I have been accepted into the MFA program for Graphic Design at the Academy of Art University in San Francisco, CA. The program is offered completely online so I don't even have to leave home to take classes. Although . . . I am thinking I'd love to go out there for a semester or two. I'm so tired of Western Massachusetts. I believe it is time for a change in my life - a big one. Zach is what keeps me from really being able to make this decision. I have so many support and medical services in place for him and I worry about disrupting that.
He's all for the idea of packing up and moving across country but I know he's not thinking of his therapy, medications, and educational needs so I have to. It sucks to be the responsible one all the time - well, sometimes. I love being their mother and I really enjoy helping them grow to adulthood. I just wish someone else would take on some of the decision making responsibilities once in a while. But that is not going to happen so I have to pony-up and keeping doing what I'm doing.

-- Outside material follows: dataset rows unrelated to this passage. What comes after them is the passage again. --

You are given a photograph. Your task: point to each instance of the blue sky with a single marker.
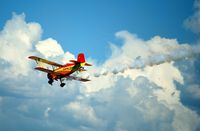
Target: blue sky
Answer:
(145, 57)
(88, 26)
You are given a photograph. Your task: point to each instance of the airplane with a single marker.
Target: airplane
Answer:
(62, 71)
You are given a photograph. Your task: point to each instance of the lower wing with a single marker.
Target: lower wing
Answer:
(78, 78)
(47, 71)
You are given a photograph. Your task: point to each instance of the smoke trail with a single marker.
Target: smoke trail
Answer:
(182, 52)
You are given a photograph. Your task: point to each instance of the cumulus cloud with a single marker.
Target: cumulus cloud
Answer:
(16, 41)
(128, 98)
(193, 22)
(194, 91)
(49, 48)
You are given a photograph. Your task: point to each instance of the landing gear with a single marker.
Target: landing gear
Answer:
(50, 82)
(50, 79)
(62, 84)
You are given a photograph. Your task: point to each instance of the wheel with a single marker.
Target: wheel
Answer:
(62, 84)
(50, 82)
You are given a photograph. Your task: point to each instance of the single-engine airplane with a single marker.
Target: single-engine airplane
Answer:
(62, 71)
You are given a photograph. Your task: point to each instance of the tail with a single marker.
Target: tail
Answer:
(81, 59)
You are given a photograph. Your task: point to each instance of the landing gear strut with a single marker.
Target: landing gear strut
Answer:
(50, 82)
(61, 84)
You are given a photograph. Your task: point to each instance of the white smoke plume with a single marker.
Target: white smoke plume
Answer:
(157, 51)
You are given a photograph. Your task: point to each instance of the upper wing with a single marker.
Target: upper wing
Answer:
(47, 70)
(44, 61)
(79, 78)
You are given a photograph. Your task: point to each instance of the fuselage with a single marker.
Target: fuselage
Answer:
(66, 70)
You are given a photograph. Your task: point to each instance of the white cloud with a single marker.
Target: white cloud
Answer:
(136, 99)
(84, 113)
(193, 22)
(194, 91)
(46, 112)
(49, 48)
(16, 41)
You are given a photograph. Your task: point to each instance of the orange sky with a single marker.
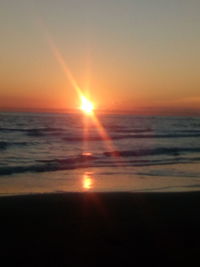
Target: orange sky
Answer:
(132, 55)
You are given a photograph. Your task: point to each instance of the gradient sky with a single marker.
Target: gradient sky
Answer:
(133, 54)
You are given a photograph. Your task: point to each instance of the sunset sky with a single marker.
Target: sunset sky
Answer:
(132, 54)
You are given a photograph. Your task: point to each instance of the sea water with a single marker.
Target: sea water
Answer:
(43, 152)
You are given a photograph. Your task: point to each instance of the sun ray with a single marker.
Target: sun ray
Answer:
(86, 106)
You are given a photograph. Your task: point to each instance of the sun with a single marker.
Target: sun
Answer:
(87, 106)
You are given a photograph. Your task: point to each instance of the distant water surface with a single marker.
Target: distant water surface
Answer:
(68, 152)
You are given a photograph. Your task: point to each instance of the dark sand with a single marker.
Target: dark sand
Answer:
(103, 229)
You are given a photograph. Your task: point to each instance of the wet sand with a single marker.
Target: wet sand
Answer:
(100, 229)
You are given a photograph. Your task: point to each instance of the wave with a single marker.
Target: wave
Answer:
(105, 160)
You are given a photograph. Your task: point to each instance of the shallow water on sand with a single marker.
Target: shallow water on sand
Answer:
(68, 152)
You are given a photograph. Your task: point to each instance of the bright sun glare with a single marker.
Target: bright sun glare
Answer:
(87, 106)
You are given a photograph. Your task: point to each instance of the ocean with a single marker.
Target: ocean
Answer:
(51, 153)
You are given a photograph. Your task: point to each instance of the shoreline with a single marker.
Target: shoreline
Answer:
(96, 229)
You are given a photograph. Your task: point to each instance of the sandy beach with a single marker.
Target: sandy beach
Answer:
(100, 229)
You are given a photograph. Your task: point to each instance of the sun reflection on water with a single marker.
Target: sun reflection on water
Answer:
(88, 181)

Nicole is at school picking up her stuff. Last Friday was her last day of school. She is so excited and I am so happy for her. She has overcome so many challenges that would have defeated a lesser person. She's kicked her mental health disorders in the butt and succeeded in spite of them. I am so proud of her. She graduates on June 6th and I will be clapping the loudest that day. She refuses to allow her father to come because she feels he will embarass her. She may be right. I'm staying out of it. She's 19 and can make that choice without my input. He wants to have a party for her and she is not inclined to accept. To her, he's just DNA in her veins. He has no one to blame but himself. He even blew Zach off this weekend and he hasn't hung out with him since Easter. The man is going to alienate both his children if he doesn't grow up soon. I don't expect that happen however. Zach will become as disgusted with him as his sister as David's behavior remains the same. It's hard to forgive myself for the mistake of marrying and having children with that man. I apologize to my children all the time but it hasn't really lessened the guilt and regret. I'm working on it with my therapist though.
So in the meantime, I'm going to focus on the good things happening our lives; my continued education and Nicole's successes. Zach's a work in progress right now. He's 14 so life is sticky. He's so talented though. I hope he can get past this adolescent crap without too much trouble and become the amazing man I know he's capable of.